Many at the debate felt that organisations should take more steps to learn from other source communities which have been successful.

Tool sets were perceived to not have moved fast enough to keep up with the complexity. It is possible that tools that allow us to work at a suitable level of abstraction could enable complex system development. But where required system integrity levels are high we are often not confident enough to work at such levels.

Ironically the tools become increasingly complex IT-solutions so maybe it is wise not to be confident in our ability to build them. An analogy of this might be the development of early compilers to allow us to work in FORTRAN rather than Assembler.

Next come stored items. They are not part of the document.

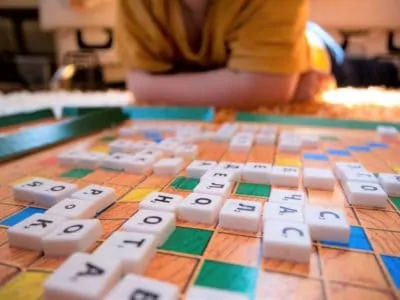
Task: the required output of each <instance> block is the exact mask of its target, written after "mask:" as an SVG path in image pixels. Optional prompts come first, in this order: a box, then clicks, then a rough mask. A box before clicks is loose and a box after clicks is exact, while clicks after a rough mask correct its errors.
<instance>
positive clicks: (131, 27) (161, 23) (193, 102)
mask: <svg viewBox="0 0 400 300" xmlns="http://www.w3.org/2000/svg"><path fill="white" fill-rule="evenodd" d="M308 5H309V3H308V1H307V0H285V1H282V0H134V1H131V0H118V14H117V19H116V20H117V24H116V28H115V38H116V46H117V49H118V53H119V58H120V61H121V62H122V63H123V65H124V66H125V67H126V68H127V69H128V73H127V79H126V81H127V86H128V88H129V89H130V90H132V92H133V93H134V95H135V98H136V101H137V102H138V103H143V104H154V105H161V104H167V105H188V106H189V105H192V106H196V105H199V106H202V105H212V106H216V107H230V108H239V109H253V108H257V107H259V106H265V105H271V104H281V103H287V102H290V101H305V100H312V99H315V98H316V97H317V95H318V94H320V92H321V91H323V90H324V89H326V87H327V85H328V84H330V83H332V76H331V75H330V74H329V71H330V70H329V69H330V63H329V56H328V55H327V54H326V51H324V50H323V47H324V46H323V45H322V46H321V45H318V43H312V42H311V43H310V40H311V41H312V40H313V39H312V38H310V37H308V40H307V37H306V34H305V33H306V23H307V18H308ZM312 44H314V48H312V47H311V46H310V45H312ZM315 45H317V46H315ZM320 46H321V47H322V48H321V47H320ZM315 49H317V50H315ZM321 49H322V50H321ZM316 60H319V61H322V64H320V66H321V65H322V67H319V68H318V66H316V64H315V62H316Z"/></svg>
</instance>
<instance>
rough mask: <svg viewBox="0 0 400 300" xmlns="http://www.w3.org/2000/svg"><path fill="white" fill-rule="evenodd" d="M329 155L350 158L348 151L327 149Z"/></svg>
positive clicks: (349, 151) (349, 152)
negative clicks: (346, 156) (340, 156)
mask: <svg viewBox="0 0 400 300" xmlns="http://www.w3.org/2000/svg"><path fill="white" fill-rule="evenodd" d="M327 152H328V154H329V155H336V156H350V151H349V150H345V149H328V151H327Z"/></svg>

In terms of a development process for complex systems there seems to be clear evidence that the successes are based on incremental or evolutionary approaches to a solution rather than revolutionary ones. Even revolutionary systems are often best achieved by incremental developments, in that we usually phase the project to first establish a framework, then some elements of a functioning system and then build towards full functionality.

Finally, it was generally agreed that an ideal role for the academics would be to get more involved in the actual project development work to witness the issues and formulate observations about them. The actual practitioners rarely get the time to really consider what the problems are and what the research should be to address them.